Kendrapara Collector asked to file report on Dalit colony

Kendrapara: The CM’s Additional Secretary recently directed Collector Dasarathi Satapathy to submit a detailed report within a week on the plight of Dalits staying in the Matiasahi Basti of Angulai Gram Panchayat in Marshaghai block, official sources said.

The direction of the Additional Secretary came after a news report was published in Orissa POST November 13 under the headline ‘Housing benefits a pipe dream for Dalit villagers’, said DIPRO Chandrakant Nayak of Kendrapara.

The Collector directed the DIPRO Saturday to send a letter to the BDO of Marshaghai block asking him to conduct a thorough inquiry and submit a detailed report to be sent to the office of  CM’s Additional Secretary, Nayak said.

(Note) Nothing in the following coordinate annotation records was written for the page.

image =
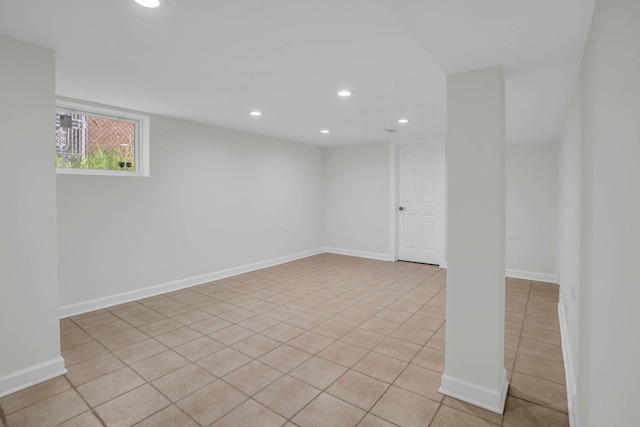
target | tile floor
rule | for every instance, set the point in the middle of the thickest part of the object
(325, 341)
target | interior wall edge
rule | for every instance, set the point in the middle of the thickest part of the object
(532, 275)
(569, 369)
(121, 298)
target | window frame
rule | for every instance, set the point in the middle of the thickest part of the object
(141, 143)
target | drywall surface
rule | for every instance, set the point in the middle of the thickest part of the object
(532, 208)
(240, 198)
(356, 198)
(569, 233)
(29, 328)
(600, 161)
(608, 377)
(475, 156)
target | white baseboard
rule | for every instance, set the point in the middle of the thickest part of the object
(492, 400)
(569, 371)
(109, 301)
(359, 254)
(529, 275)
(31, 376)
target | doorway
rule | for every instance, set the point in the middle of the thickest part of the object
(419, 205)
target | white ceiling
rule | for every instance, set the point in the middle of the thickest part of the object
(214, 61)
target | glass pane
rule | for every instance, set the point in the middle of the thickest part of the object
(85, 141)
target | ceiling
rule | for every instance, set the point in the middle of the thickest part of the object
(215, 61)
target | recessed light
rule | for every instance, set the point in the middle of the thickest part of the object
(148, 3)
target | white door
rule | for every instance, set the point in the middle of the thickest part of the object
(417, 204)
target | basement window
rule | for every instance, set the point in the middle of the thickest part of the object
(99, 141)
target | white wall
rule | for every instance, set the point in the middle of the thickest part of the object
(356, 199)
(475, 156)
(241, 198)
(608, 101)
(532, 210)
(29, 328)
(569, 236)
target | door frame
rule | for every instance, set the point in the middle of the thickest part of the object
(441, 240)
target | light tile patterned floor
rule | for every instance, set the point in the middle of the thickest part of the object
(325, 341)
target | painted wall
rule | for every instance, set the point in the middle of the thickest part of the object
(356, 199)
(475, 156)
(569, 235)
(29, 328)
(532, 210)
(240, 198)
(608, 101)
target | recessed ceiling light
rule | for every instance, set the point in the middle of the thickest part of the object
(148, 3)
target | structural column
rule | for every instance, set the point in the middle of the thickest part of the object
(475, 153)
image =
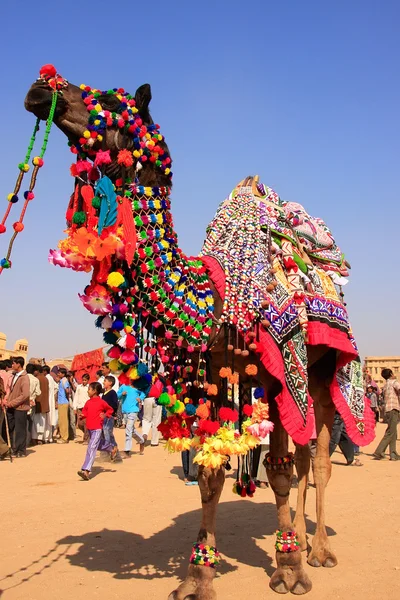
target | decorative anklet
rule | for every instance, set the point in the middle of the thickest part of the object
(204, 555)
(286, 541)
(275, 463)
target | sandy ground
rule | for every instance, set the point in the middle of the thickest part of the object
(127, 533)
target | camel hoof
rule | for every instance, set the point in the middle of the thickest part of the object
(288, 580)
(278, 585)
(314, 562)
(327, 560)
(330, 562)
(301, 587)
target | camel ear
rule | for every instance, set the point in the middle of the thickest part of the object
(143, 99)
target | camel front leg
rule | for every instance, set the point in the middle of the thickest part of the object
(321, 553)
(289, 575)
(198, 584)
(302, 462)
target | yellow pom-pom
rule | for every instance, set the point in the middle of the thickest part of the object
(133, 373)
(180, 408)
(115, 279)
(114, 364)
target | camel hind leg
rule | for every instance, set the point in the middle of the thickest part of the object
(320, 377)
(302, 462)
(198, 584)
(289, 575)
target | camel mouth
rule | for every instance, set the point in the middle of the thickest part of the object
(38, 101)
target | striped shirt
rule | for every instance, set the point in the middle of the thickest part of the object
(391, 393)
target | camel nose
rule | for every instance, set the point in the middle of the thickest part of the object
(48, 74)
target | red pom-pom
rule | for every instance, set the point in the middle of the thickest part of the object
(247, 410)
(18, 226)
(227, 414)
(48, 70)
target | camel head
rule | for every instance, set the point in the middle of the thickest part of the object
(111, 128)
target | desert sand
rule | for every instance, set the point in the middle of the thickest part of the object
(128, 532)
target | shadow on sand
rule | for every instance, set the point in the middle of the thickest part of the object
(128, 555)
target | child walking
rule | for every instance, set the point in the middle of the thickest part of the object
(94, 411)
(110, 396)
(132, 399)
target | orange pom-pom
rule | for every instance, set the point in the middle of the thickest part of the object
(212, 390)
(251, 370)
(225, 372)
(234, 379)
(202, 411)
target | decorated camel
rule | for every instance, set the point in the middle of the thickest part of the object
(253, 333)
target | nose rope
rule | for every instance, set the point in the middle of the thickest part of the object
(38, 162)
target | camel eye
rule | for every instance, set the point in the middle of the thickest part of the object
(109, 102)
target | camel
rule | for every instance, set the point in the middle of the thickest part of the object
(222, 337)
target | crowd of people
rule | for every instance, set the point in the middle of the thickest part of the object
(40, 406)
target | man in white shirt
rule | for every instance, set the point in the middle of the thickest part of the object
(80, 398)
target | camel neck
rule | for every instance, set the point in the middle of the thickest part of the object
(171, 288)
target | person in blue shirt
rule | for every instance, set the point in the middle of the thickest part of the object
(64, 394)
(132, 399)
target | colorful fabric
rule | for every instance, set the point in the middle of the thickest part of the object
(293, 296)
(391, 391)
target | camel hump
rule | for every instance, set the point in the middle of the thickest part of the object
(251, 181)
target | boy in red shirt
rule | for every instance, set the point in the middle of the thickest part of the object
(94, 411)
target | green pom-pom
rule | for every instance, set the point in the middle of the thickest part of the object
(164, 399)
(79, 218)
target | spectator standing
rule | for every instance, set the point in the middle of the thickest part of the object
(152, 413)
(6, 375)
(4, 447)
(71, 413)
(34, 392)
(80, 398)
(391, 392)
(53, 413)
(41, 430)
(94, 411)
(110, 396)
(64, 394)
(340, 437)
(373, 398)
(18, 405)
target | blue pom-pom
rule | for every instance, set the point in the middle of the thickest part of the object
(99, 321)
(142, 369)
(117, 325)
(110, 338)
(190, 409)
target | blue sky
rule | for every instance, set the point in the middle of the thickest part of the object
(306, 94)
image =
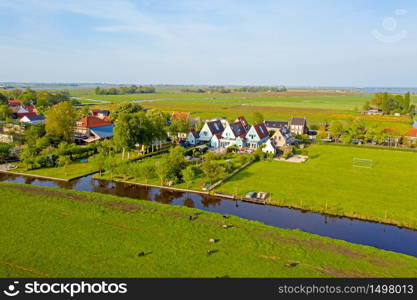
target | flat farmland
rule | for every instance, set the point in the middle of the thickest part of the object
(316, 106)
(47, 232)
(328, 182)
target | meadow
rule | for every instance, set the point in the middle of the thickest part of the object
(73, 170)
(46, 232)
(317, 106)
(328, 182)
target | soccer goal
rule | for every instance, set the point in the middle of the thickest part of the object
(362, 163)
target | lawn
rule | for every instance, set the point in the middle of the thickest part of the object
(73, 170)
(47, 232)
(121, 174)
(329, 183)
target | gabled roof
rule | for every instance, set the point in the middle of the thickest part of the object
(95, 112)
(196, 134)
(180, 115)
(412, 132)
(299, 121)
(261, 130)
(35, 117)
(92, 122)
(103, 131)
(215, 127)
(13, 102)
(238, 129)
(275, 124)
(243, 121)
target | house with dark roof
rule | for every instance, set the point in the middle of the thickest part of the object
(270, 147)
(33, 119)
(193, 137)
(90, 129)
(298, 126)
(275, 125)
(234, 134)
(243, 121)
(210, 129)
(282, 137)
(257, 135)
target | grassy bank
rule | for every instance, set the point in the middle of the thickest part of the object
(60, 233)
(329, 183)
(73, 170)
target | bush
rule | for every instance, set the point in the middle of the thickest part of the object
(231, 149)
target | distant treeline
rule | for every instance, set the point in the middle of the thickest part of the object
(390, 103)
(245, 89)
(257, 89)
(133, 89)
(39, 98)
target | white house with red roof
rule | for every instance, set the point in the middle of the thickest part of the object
(257, 135)
(210, 129)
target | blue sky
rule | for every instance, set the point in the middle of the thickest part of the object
(302, 42)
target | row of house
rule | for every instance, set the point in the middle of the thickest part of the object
(220, 134)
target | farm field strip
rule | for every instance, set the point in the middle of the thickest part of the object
(329, 183)
(173, 246)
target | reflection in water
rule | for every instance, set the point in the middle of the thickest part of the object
(361, 232)
(189, 202)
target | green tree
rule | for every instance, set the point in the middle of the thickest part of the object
(5, 152)
(147, 171)
(406, 103)
(3, 99)
(5, 113)
(60, 121)
(125, 108)
(176, 162)
(64, 161)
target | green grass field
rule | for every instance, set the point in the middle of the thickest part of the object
(73, 170)
(60, 233)
(385, 193)
(120, 174)
(316, 106)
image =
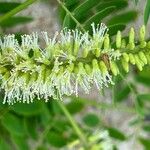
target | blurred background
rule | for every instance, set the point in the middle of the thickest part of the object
(43, 126)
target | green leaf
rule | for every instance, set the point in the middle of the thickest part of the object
(147, 12)
(13, 124)
(75, 106)
(4, 145)
(29, 124)
(114, 28)
(91, 120)
(119, 4)
(7, 6)
(28, 109)
(115, 133)
(97, 18)
(79, 12)
(13, 21)
(20, 143)
(122, 94)
(146, 128)
(123, 18)
(56, 139)
(145, 143)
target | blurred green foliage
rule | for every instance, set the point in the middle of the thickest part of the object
(43, 126)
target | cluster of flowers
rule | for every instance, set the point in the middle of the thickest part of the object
(100, 140)
(70, 60)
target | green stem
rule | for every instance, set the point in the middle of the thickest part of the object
(73, 123)
(137, 107)
(71, 15)
(16, 10)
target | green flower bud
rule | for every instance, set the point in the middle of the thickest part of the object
(131, 35)
(70, 67)
(85, 53)
(6, 76)
(131, 46)
(125, 65)
(34, 77)
(142, 57)
(3, 70)
(97, 52)
(143, 44)
(126, 57)
(131, 59)
(26, 77)
(123, 43)
(88, 69)
(95, 63)
(148, 58)
(103, 67)
(142, 34)
(106, 42)
(148, 45)
(138, 63)
(114, 68)
(118, 39)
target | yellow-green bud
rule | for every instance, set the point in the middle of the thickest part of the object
(106, 42)
(70, 67)
(85, 53)
(148, 58)
(97, 52)
(123, 43)
(131, 59)
(142, 33)
(114, 68)
(142, 57)
(138, 63)
(6, 76)
(103, 67)
(131, 35)
(3, 70)
(118, 39)
(88, 69)
(148, 45)
(126, 57)
(125, 65)
(143, 44)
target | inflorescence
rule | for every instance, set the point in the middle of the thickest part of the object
(71, 59)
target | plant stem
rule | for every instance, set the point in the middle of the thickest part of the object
(16, 10)
(73, 123)
(137, 107)
(71, 15)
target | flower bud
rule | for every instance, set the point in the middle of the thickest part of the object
(142, 57)
(3, 70)
(125, 65)
(138, 63)
(6, 76)
(106, 42)
(131, 59)
(97, 52)
(148, 58)
(143, 44)
(70, 67)
(88, 69)
(103, 67)
(126, 57)
(148, 45)
(131, 35)
(123, 43)
(85, 53)
(118, 39)
(142, 34)
(114, 68)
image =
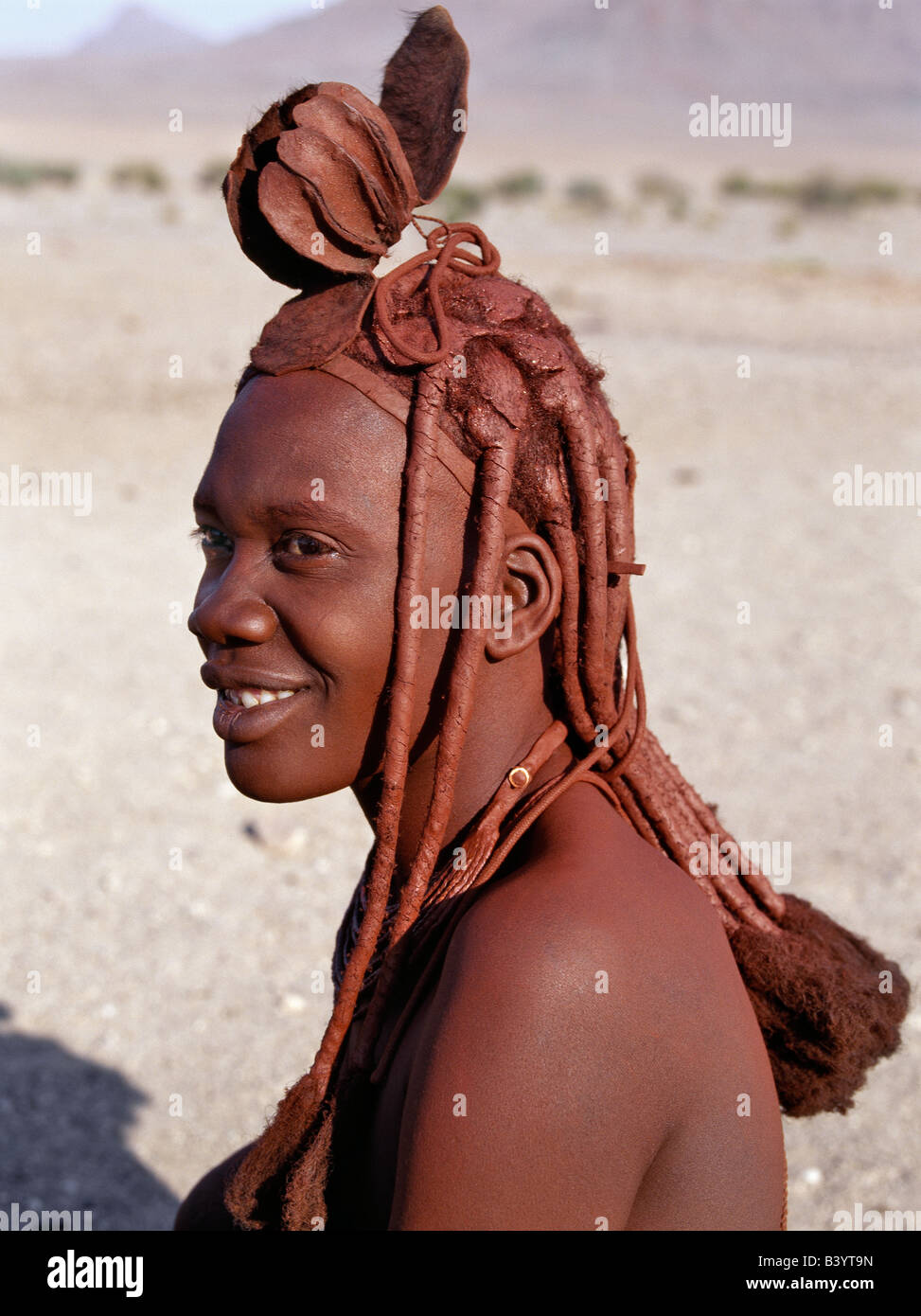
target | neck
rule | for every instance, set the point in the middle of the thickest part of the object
(492, 746)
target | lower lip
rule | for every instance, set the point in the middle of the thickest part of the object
(242, 725)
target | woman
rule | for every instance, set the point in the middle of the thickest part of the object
(418, 541)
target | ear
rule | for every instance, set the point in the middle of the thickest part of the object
(532, 589)
(425, 83)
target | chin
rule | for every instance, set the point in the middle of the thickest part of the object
(270, 785)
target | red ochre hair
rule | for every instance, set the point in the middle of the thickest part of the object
(321, 186)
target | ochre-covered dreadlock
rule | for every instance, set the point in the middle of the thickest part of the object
(482, 360)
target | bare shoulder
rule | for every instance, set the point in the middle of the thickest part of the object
(589, 1050)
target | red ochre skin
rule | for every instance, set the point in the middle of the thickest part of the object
(522, 1095)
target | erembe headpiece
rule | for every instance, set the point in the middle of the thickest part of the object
(320, 191)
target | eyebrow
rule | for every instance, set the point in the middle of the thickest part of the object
(313, 508)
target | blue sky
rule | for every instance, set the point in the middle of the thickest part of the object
(56, 27)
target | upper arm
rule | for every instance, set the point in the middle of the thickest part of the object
(543, 1082)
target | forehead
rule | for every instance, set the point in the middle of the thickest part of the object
(284, 432)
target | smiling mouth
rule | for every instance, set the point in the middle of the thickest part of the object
(252, 697)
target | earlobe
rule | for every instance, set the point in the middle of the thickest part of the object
(530, 595)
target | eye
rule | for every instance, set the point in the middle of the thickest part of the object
(299, 543)
(212, 540)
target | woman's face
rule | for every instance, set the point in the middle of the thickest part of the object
(299, 522)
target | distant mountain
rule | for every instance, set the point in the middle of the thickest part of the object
(540, 67)
(134, 33)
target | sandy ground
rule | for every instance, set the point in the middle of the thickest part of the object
(159, 931)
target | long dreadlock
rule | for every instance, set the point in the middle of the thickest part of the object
(529, 411)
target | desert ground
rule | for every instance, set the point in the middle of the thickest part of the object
(161, 931)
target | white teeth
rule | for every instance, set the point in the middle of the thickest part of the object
(252, 698)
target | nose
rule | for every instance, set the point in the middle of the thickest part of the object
(228, 610)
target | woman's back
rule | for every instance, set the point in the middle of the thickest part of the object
(587, 1058)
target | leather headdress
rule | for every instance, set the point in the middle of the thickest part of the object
(326, 183)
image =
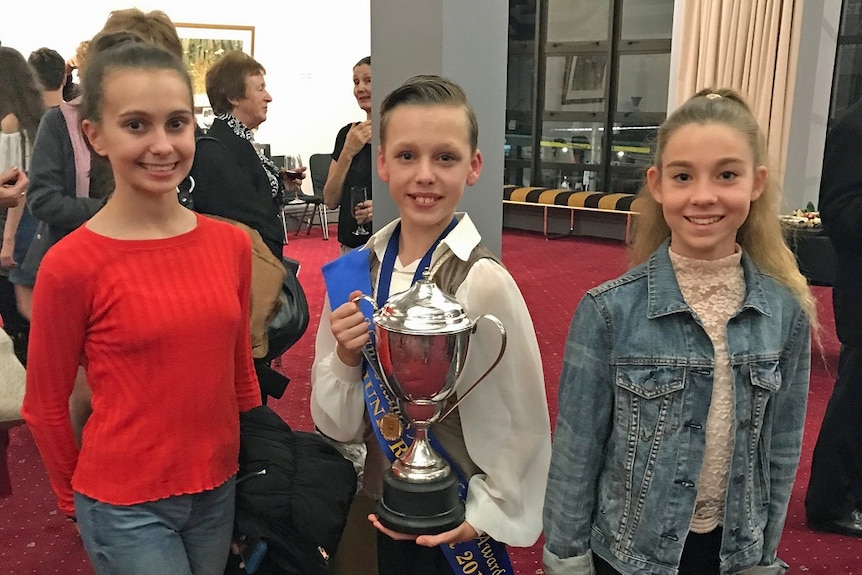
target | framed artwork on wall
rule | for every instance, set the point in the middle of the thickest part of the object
(203, 44)
(584, 79)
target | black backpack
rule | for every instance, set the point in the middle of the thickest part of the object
(294, 490)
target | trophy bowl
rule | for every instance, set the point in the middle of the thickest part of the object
(422, 338)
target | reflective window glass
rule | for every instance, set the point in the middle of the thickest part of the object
(578, 20)
(847, 83)
(651, 20)
(643, 83)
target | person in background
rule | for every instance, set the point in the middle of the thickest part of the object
(833, 501)
(13, 187)
(152, 485)
(351, 165)
(21, 108)
(428, 154)
(684, 383)
(72, 89)
(21, 225)
(233, 179)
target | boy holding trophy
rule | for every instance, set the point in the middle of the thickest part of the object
(497, 440)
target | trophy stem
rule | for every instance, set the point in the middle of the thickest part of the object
(421, 464)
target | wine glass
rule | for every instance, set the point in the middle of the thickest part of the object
(359, 194)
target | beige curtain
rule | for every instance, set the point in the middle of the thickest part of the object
(749, 45)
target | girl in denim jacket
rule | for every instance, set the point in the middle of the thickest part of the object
(683, 391)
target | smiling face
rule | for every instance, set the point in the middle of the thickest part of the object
(146, 130)
(705, 185)
(252, 108)
(426, 158)
(362, 86)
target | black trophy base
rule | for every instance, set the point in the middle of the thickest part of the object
(420, 508)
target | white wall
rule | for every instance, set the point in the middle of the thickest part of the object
(308, 49)
(809, 115)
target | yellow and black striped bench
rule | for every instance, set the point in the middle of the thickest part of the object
(622, 204)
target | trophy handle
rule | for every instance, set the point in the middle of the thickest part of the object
(370, 357)
(499, 324)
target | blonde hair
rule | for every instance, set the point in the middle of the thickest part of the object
(760, 235)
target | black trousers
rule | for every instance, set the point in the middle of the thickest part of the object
(835, 487)
(407, 558)
(699, 555)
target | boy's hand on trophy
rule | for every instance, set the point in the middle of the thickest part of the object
(350, 328)
(462, 533)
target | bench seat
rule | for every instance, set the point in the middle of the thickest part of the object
(618, 203)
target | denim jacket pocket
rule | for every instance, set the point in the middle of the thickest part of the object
(651, 382)
(765, 378)
(649, 404)
(766, 375)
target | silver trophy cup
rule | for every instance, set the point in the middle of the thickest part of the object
(422, 338)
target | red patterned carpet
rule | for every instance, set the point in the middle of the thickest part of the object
(553, 275)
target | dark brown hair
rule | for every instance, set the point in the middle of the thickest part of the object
(49, 66)
(154, 27)
(225, 80)
(429, 90)
(20, 91)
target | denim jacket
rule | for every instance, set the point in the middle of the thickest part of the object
(634, 395)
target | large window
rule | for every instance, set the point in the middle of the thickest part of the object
(587, 89)
(847, 78)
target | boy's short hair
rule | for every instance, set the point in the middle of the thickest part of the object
(429, 90)
(49, 66)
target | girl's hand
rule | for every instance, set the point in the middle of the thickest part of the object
(462, 533)
(13, 186)
(350, 328)
(358, 135)
(293, 181)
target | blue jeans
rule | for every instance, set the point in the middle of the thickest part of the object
(181, 535)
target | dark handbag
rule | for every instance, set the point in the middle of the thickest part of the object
(42, 241)
(294, 491)
(294, 318)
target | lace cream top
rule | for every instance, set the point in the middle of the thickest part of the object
(714, 289)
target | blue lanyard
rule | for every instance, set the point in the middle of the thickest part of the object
(388, 264)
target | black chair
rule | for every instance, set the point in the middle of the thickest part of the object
(314, 205)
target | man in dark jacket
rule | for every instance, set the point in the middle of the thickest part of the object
(834, 499)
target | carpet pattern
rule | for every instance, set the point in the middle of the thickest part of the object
(553, 275)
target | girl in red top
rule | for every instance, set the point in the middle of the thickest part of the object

It may be noted that the sorry plight of the Dalits of Matiasahi was brought out in a report published in Orissa Post.

Around 70 families numbering 500 people are staying at   Matiasahi basti, which comes under Ward No: 10.

The villagers generally work as construction labourers. Most of them are illiterate. Although they have been staying in the locality since decades they have not been provided basic facilities.

The villagers failed to get houses under government sponsored housing schemes. They also face water shortage. The Anganwadi centre is unfinished.

District administration officials never visited the basti to study their problems. Although they have voter ID cards, Aadhaar cards and some elderly persons are getting subsidised grain under NFSA and old age and widow pensions, the district administration failed to enrol them for housing schemes.

Due to ignorance the Dalits of Matiasahi failed to get benefits of welfare schemes. They do not know about Harischandra Yojana, Mahaprayan Yojana, Biju Swasthya Bima Yojana and their benefits.

The government has been providing toilets under Swachha Bharat Abhijana, but it is yet to reach the village. Everybody goes to the roadside or open fields to defecate.

Locals said the main problem of the Dalits is that most families  are staying in dilapidated buildings without doors and windows. The buildings were constructed by the Karnataka Government after the 1999 super cyclone.

The buildings are now totally rundown. Portions of roofs are falling down. Even a slight drizzle forces families to take shelter at the local Mathasahi Project Primary School.

Most of the time the houses are wet as rainwater enters houses through open doors and windows. Vipers also enter houses regularly.

Even though the villagers knocked on the doors of the Sarpanch, the BDO and the Collector to get them enrolled in Central or state housing schemes, their pleas were ignored.

The Socio-Economic Caste Enumeration drive has not been carried out in this village.